There are many, many more like the Morgans. We all know people who work in town — teachers, college professors, store clerks, among others — who want to live in town but simply can’t afford to. And in a page 1 article in this week’s News, Home, Inc. Executive Director Marianne MacQueen says that the organization has 30 people — both families and singles — on its waiting list for an affordable Yellow Springs home. Home, Inc. stopped advertising a year ago because it had far more applicants than homes.

Home, Inc. has the people who want to move here. And the organization has the money, from state and federal grants, to build up to six affordable homes a year in the village. What they don’t have is the land.

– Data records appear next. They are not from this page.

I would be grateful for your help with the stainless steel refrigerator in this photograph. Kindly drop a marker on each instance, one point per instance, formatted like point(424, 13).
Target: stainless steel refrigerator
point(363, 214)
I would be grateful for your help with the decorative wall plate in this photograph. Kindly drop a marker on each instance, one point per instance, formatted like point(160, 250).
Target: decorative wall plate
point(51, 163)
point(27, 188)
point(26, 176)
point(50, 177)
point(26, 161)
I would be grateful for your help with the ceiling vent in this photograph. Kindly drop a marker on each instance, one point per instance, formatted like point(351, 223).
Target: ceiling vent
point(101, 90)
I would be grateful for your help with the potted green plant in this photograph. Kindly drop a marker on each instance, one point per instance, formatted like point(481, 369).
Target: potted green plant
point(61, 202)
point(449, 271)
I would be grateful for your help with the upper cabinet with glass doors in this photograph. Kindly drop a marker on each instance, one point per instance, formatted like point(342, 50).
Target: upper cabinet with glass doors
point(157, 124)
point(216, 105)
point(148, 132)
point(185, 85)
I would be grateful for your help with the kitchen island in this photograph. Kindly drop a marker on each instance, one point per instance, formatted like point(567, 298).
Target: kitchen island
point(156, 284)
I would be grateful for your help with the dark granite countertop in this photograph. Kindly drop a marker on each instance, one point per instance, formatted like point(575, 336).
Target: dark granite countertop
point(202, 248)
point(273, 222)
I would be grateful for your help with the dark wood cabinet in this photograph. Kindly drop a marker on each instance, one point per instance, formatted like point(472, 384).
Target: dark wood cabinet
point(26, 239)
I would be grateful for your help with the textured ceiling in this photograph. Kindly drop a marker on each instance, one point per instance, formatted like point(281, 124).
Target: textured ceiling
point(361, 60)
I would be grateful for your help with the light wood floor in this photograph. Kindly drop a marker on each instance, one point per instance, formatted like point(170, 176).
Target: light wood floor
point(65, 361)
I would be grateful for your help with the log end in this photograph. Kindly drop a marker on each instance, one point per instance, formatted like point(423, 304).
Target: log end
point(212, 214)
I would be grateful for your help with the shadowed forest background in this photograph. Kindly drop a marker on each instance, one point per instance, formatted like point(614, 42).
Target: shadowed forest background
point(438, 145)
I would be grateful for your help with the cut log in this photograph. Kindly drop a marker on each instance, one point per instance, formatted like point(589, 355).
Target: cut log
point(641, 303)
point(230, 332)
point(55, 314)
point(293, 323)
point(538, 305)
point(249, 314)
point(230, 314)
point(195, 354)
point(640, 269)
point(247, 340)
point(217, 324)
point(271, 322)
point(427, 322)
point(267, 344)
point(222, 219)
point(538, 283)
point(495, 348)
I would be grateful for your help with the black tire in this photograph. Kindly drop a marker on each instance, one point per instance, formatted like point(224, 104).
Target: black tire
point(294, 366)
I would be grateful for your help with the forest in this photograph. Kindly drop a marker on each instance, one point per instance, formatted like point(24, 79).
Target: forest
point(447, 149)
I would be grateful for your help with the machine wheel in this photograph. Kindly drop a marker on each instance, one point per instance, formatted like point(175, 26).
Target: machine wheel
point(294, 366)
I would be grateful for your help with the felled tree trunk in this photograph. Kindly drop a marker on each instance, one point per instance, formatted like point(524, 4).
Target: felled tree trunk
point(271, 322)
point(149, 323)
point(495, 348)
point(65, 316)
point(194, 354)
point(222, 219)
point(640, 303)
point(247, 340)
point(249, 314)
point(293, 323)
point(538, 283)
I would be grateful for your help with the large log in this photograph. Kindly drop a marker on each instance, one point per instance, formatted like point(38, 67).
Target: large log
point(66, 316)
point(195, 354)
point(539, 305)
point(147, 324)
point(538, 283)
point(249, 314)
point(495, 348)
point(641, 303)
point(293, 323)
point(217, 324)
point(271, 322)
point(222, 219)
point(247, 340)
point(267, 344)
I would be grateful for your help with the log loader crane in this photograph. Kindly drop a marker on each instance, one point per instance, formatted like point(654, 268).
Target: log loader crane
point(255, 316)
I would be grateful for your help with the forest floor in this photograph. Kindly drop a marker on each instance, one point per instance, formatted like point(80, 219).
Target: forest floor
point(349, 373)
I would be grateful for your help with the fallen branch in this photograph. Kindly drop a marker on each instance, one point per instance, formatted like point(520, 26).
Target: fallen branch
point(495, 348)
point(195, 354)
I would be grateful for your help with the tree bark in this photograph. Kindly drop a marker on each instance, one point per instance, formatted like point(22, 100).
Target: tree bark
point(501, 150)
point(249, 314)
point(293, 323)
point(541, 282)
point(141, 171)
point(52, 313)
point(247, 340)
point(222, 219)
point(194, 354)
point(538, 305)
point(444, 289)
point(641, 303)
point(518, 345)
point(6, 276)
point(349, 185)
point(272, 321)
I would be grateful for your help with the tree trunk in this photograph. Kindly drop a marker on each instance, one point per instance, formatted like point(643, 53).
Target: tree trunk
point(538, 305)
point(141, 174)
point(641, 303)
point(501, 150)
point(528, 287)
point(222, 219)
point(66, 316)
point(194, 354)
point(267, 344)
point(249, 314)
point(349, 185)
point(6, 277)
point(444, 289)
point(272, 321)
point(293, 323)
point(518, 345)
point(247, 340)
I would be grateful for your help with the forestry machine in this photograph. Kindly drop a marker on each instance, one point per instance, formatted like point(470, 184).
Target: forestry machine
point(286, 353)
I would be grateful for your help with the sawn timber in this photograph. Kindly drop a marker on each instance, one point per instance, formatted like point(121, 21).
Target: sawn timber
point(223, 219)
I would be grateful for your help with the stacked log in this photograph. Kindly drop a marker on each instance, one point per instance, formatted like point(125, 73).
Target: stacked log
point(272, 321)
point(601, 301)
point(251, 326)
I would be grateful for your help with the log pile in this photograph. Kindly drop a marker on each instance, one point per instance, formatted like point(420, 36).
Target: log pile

And they’ve looked hard for land. A multi-year effort to find owners of scattered lots found few interested parties. A recent Home, Inc. project to build four small affordable units on Xenia Avenue met with resistance from neighbors, so the group revised the plan to build only two. That plan got nixed by the Board of Zoning Appeals.

There are no good and bad guys here. Owners of spare lots in town may have excellent reasons not to sell to Home, Inc. The neighbors of the Xenia Avenue project undoubtedly had valid concerns. But whatever the reasons, we need to find a way to move forward.

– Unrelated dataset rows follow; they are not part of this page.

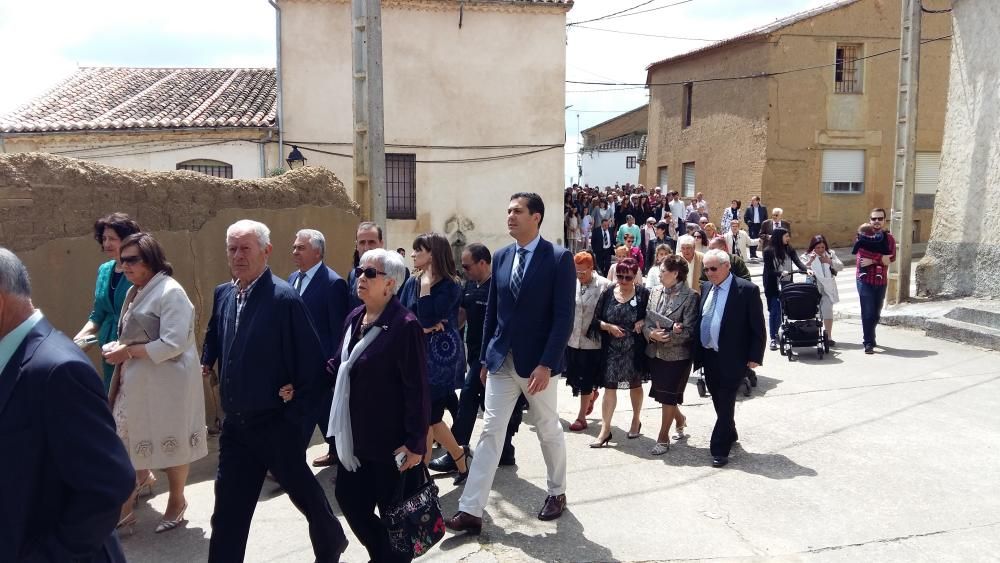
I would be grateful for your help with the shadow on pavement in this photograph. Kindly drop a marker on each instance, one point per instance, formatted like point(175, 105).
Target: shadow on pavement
point(568, 543)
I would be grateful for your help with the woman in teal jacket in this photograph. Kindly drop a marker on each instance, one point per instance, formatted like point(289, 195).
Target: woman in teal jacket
point(111, 287)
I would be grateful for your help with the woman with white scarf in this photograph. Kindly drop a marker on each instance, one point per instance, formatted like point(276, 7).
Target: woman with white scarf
point(381, 401)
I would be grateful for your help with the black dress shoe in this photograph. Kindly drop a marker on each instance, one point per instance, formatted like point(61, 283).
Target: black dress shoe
point(465, 522)
point(553, 507)
point(443, 463)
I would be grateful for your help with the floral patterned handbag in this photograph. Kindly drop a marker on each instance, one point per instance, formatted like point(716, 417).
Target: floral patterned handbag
point(414, 520)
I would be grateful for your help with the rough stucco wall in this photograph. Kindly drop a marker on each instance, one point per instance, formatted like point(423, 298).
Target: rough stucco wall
point(807, 115)
point(963, 254)
point(48, 205)
point(497, 80)
point(157, 150)
point(727, 136)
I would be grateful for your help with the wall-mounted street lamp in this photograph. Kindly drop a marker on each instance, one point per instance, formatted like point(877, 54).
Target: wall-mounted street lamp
point(295, 158)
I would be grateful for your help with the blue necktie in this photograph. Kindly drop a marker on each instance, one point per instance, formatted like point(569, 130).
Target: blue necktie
point(706, 318)
point(515, 280)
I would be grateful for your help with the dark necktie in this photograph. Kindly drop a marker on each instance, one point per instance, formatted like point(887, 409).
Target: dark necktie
point(515, 281)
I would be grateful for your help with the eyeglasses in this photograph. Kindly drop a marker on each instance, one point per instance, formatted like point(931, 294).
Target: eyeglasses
point(369, 273)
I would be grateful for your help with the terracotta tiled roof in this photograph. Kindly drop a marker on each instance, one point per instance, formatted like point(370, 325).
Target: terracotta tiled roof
point(760, 31)
point(625, 142)
point(151, 98)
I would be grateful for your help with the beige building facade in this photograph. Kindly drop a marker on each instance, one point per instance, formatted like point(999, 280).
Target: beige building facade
point(473, 92)
point(218, 121)
point(804, 117)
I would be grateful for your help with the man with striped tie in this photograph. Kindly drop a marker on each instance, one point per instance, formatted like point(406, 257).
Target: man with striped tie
point(731, 341)
point(529, 318)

Perhaps the best thing to emerge from this winter’s Fogg farm annexation debate was some apparent areas of consensus around local needs. Many villagers spoke of their concern that Yellow Springs has become older, richer and smaller in the past 30 years, and how this trend has narrowed the tax base, shrunk local schools and undermined the village’s unique and creative character. To address this concern, villagers seemed, for the first time in several years — certainly since the divisive Glass Farm controversy — to find consensus around the need for affordable housing.

This change in perception seems huge. And yet, as the “Other Voices” column by MacQueen and Nancy Schwerner of Home, Inc, makes clear, the obstacles to affordable housing remain daunting. The good people at Home, Inc. have worked hard the past several years to provide 12 affordable homes, but there’s much more to be done. For starters, villagers need to encourage Village Council to take the bold step of building affordable housing on the Village-owned Glass farm; it’s simply the most straightforward and doable way to address this important village need.

To thrive and grow, Yellow Springs needs more young families like the Morgans. To attract those families, it needs affordable housing. And to get affordable housing, it will take creativity, courage and persistence. Thankfully, Yellow Springs has all three.